Style & Beauty

The good, the bad & the ugly of fast fashion collaborations with luxury designers

Jun 12, 2019 | By LUXUO

The global fashion industry has an estimated value of slightly over 3 trillion dollars; while traditional luxury fashion conglomerates which hold brands like Gucci, Prada, and Louis Vuitton, have maintained strong positions globally, the rapid growth and reach of fast fashion purveyours led by giants like Zara, Forever 21, and H&M have been utilising a controversial strategy of copy-catting runways and then delivering them to market at the speed of the internet. The combination of versatility and affordable pricing makes them a compelling choice for middle income and even some high end consumers who might prefer to spend more on ultimate experiences. Once upon a time, high end brands believed copycats were not only eating their share of the pie but were also creatively offensive, sparing no expense at the courtrooms with lawsuits. However, the utilitarian nature of clothing and thus fashion, makes it difficult to enforce intellectual property protections since “Creative elements of a design that can be separated from the functional elements are subject to protection”. Hence, fast forward, designers, and luxury brands, have reached a somewhat comfortable detente with fast fashion. Or have they?

The Good, The Bad & The Ugly of Fast Fashion Collaborations with Luxury Designers and Brands

Oddly, it may sound counterfactual but a 2014 study by Carnegie Mellon University PHD candidates actually found that “Contrary to the conventional wisdom, we find that prohibiting low-end copycats can decrease the demand of high-end brands significantly.” In that regard, the fashion world has grown increasing comfortable with the letter “X” as a result. Often associated with brand collaborations, ‘SUPREME X COMME DES GARÇONS SHIRT’, for example, have become a staple trend between high end, streetwear and fast fashion, igniting social media feeds with announcements unveiling their latest collaborations to great hype. From Vivienne Westwood’s capsule collection for Burberry to Kim Jones for Dior’s menswear, everyone has acknowledge its impact of bringing influential brands and people together for a solid collaboration.

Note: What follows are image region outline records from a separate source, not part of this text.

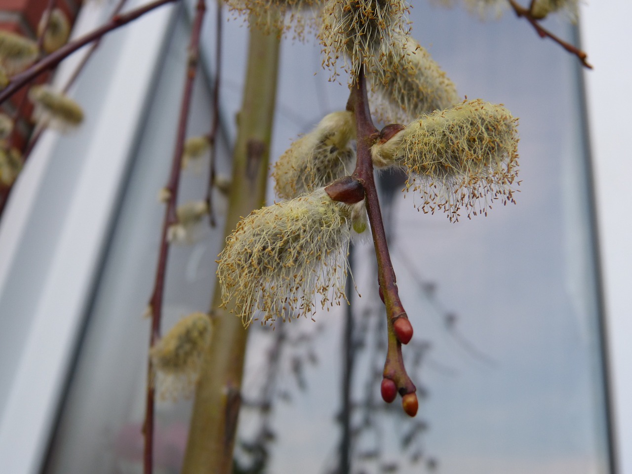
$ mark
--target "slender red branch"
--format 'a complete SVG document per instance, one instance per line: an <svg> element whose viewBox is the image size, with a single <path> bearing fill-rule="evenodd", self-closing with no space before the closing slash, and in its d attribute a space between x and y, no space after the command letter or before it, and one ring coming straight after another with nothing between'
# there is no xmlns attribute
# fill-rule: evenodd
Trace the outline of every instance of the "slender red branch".
<svg viewBox="0 0 632 474"><path fill-rule="evenodd" d="M189 109L191 106L191 98L193 95L193 81L197 70L198 58L199 57L200 35L202 32L202 20L206 6L204 0L198 0L195 18L191 32L191 40L189 44L188 62L186 66L186 79L185 80L184 92L182 95L182 102L180 107L180 115L178 126L178 135L176 138L176 147L173 153L173 159L171 164L171 172L169 182L166 186L168 191L169 198L167 200L165 209L164 219L162 222L162 230L161 236L161 246L158 257L158 266L156 269L155 280L154 284L154 291L150 300L150 307L152 310L152 327L150 336L150 347L152 347L160 337L161 319L162 312L162 298L164 293L164 282L167 270L167 258L169 255L169 241L167 232L171 226L175 224L178 218L176 216L176 201L178 197L178 190L179 185L180 171L182 169L182 152L184 150L185 137L186 133L186 123L189 116ZM145 416L143 433L145 435L145 453L143 456L143 473L151 474L153 466L154 457L154 409L155 404L155 390L151 380L152 379L153 367L151 359L148 362L147 368L147 406Z"/></svg>
<svg viewBox="0 0 632 474"><path fill-rule="evenodd" d="M105 25L61 47L54 52L49 54L22 72L12 77L8 85L0 92L0 104L3 104L7 99L22 87L22 86L28 83L39 75L54 68L61 61L75 52L77 49L100 38L112 30L116 30L123 25L126 25L130 21L134 21L158 7L174 1L177 1L177 0L155 0L155 1L148 3L127 13L116 15Z"/></svg>
<svg viewBox="0 0 632 474"><path fill-rule="evenodd" d="M516 15L518 18L520 18L521 16L523 17L526 19L526 21L531 23L532 26L535 29L535 31L537 32L540 38L550 38L571 54L574 54L577 56L580 61L581 61L581 64L583 64L584 66L588 68L588 69L592 69L592 66L588 64L588 61L586 61L586 58L588 58L588 54L586 54L586 52L570 43L564 41L561 38L554 35L545 28L544 28L538 22L538 20L534 18L531 14L531 9L533 8L533 1L531 2L531 4L528 9L521 6L518 3L516 2L516 0L507 0L507 1L509 3L509 4L511 6L514 11L516 12Z"/></svg>
<svg viewBox="0 0 632 474"><path fill-rule="evenodd" d="M209 133L210 143L210 159L209 164L209 184L206 190L206 204L209 208L209 223L215 227L215 213L213 212L212 194L215 185L215 162L217 156L217 137L219 128L219 79L222 72L222 6L224 2L217 2L217 16L216 24L215 44L215 83L213 84L213 118Z"/></svg>
<svg viewBox="0 0 632 474"><path fill-rule="evenodd" d="M123 9L123 6L125 6L125 3L127 0L119 0L118 4L114 8L112 13L112 18L114 18L116 15L121 13L121 10ZM75 68L75 70L73 71L72 74L68 80L66 82L66 84L62 88L62 92L64 94L68 92L72 87L73 84L76 81L77 78L79 77L79 75L83 71L83 68L85 65L88 64L88 61L90 60L90 58L94 54L94 52L99 48L99 46L101 44L101 40L103 39L102 36L99 39L96 40L92 46L90 46L90 49L88 50L87 52L82 58L81 61L79 64L77 64L76 67ZM42 132L46 130L46 126L40 126L33 132L33 135L31 136L31 138L28 140L28 145L25 149L24 152L22 154L22 160L23 161L26 161L28 156L30 155L31 152L33 151L33 149L35 147L35 144L37 143L38 140L41 137Z"/></svg>
<svg viewBox="0 0 632 474"><path fill-rule="evenodd" d="M351 87L347 107L353 111L356 124L358 158L352 176L360 179L364 185L365 202L377 260L380 295L386 307L388 348L383 374L382 397L386 401L392 401L394 396L391 389L396 389L403 397L404 410L414 416L417 407L415 394L416 389L406 374L401 353L402 343L408 343L412 337L412 326L399 300L374 177L371 147L375 143L379 133L371 119L363 66L360 67L357 83Z"/></svg>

Louis Vuitton and Supreme, which sold out at eight dedicated pop-ups around the world and has increase in resale value on platforms such as eBay. You can currently buy a red keepall for just under £14,000 on the latter, almost six times the original retail price. Such luxury collaborations have proven its success and economic sense over the years and the word ‘collaboration; has been part of fashion’s everyday language.